Я тотчас велел ямщику остановиться, выскочил из тарантаса и подошел к Елисею.

— Здравствуй, брат! — проговорил я, с трудом скрывая волненье, — ты здесь с своим барином?

— С барином, — возразил он медленно и вдруг воскликнул: — Ах, батюшка, это вы? Я и не узнал вас!

— Ты здесь с Яковом Иванычем?

— С ним, батюшка, с ним… А то с кем же?

— Веди меня скорей к нему.

— Извольте, извольте! Сюда пожалуйте, сюда… Мы здесь в трактире стоим.

И Елисей повел меня через площадь, беспрестанно приговаривая: «Ну, как же Яков Иваныч обрадуется!»

Этот Елисей, калмык по происхождению, человек на вид крайне безобразный и даже дикий, но добрейшей души и неглупый, страстно любил Пасынкова и служил ему лет десять.

— Как здоровье Якова Иваныча? — спросил я его.

Елисей обернул ко мне свое темно-желтое личико.

— Ах, батюшка, плохо… плохо, батюшка! Вы их не узнаете… Недолго им, кажется, остается на свете пожить. Оттого-то мы здесь и засели, а то мы ведь в Одессу ехали лечиться.

— Откуда же вы едете?

— Из Сибири, батюшка.

— Из Сибири?

— Точно так-с. Яков Иваныч там на службе состояли-с. Там они и рану свою получили-с.

— Разве он в военную службу поступил?

— Никак нет-с. В статской служили-с.

«Что за чудеса!» — подумал я. Между тем мы подошли к трактиру, и Елисей побежал вперед доложить обо мне. В первые годы нашей разлуки мы с Пасынковым переписывались довольно часто, но последнее письмо его я получил года четыре назад и с тех пор ничего не знал о нем.

— Пожалуйте-с, пожалуйте-с! — кричал мне Елисей с лестницы. — Яков Иваныч очень желают вас видеть-с.

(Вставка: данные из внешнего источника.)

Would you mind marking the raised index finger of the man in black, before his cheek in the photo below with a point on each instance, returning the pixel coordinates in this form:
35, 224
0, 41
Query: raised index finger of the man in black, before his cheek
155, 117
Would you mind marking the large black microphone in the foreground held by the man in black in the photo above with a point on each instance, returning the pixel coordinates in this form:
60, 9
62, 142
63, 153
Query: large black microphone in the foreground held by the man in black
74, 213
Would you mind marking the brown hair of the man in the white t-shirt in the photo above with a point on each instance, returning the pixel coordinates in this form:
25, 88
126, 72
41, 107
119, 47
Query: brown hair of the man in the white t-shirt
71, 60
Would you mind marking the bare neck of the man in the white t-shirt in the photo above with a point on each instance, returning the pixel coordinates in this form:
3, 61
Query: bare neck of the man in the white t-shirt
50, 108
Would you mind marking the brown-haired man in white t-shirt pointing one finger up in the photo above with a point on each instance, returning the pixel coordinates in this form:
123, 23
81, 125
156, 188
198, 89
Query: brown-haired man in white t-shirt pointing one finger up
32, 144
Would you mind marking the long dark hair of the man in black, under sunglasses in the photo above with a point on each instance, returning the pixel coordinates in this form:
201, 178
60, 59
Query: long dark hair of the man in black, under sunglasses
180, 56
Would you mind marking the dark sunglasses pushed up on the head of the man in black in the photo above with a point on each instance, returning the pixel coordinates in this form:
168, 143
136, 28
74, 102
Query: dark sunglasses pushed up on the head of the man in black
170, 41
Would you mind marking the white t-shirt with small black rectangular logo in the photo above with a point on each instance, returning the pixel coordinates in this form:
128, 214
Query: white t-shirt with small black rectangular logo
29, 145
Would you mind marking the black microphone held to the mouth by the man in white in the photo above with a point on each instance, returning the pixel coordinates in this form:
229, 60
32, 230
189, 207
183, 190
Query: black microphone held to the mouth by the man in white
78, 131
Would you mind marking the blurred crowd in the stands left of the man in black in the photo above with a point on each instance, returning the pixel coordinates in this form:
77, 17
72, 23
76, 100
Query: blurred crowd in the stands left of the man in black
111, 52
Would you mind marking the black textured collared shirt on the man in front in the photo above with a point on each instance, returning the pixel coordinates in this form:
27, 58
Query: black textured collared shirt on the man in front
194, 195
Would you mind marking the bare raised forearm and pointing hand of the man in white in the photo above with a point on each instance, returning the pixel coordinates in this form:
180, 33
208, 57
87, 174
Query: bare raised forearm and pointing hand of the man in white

Я поспешно взбежал по шатким ступеням, вошел в темную, маленькую комнату — и сердце во мне перевернулось… На узкой постели, под шинелью, бледный как мертвец, лежал Пасынков и протягивал мне обнаженную, исхудалую руку. Я бросился к нему и судорожно его обнял.

— Яша! — воскликнул я наконец, — что с тобой?

— Ничего, — ответил он слабым голосом, — прихворнул немного. Ты каким случаем сюда попал?

Я сел на стул подле постели Пасынкова и, не выпуская его руки из своих рук, начал глядеть ему в лицо. Я узнал дорогие мне черты: выражение его глаз, его улыбка не изменились; но что с ним сделала болезнь!

Он заметил впечатление, которое произвел на меня.

— Я три дня не брился, — промолвил он, — ну, да и не причесан, а то я… еще ничего.

— Скажи, пожалуйста, Яша, — начал я, — что это мне сказал Елисей… Ты ранен?

— А! да это целая история, — возразил он. — Я тебе после расскажу. Точно, я ранен, и вообрази, чем? стрелой.

— Стрелой?

— Да, стрелой, только не мифологической, не стрелою амура, а настоящей стрелой из какого-то прегибкого дерева, с искусным острием на конце… Очень неприятное ощущение производит такая стрела, особенно когда попадает в легкие.

— Да каким это образом? помилуй…

— А вот каким. Ты знаешь, в моей судьбе было всегда много смешного. Помнишь мою комическую переписку по делу вытребования бумаг? Вот я и ранен смешно. И в самом деле, какой порядочный человек, в наше просвещенное столетие, позволит себя ранить стрелой? И не случайно — заметь, не во время каких-нибудь игрищ, а на сражении.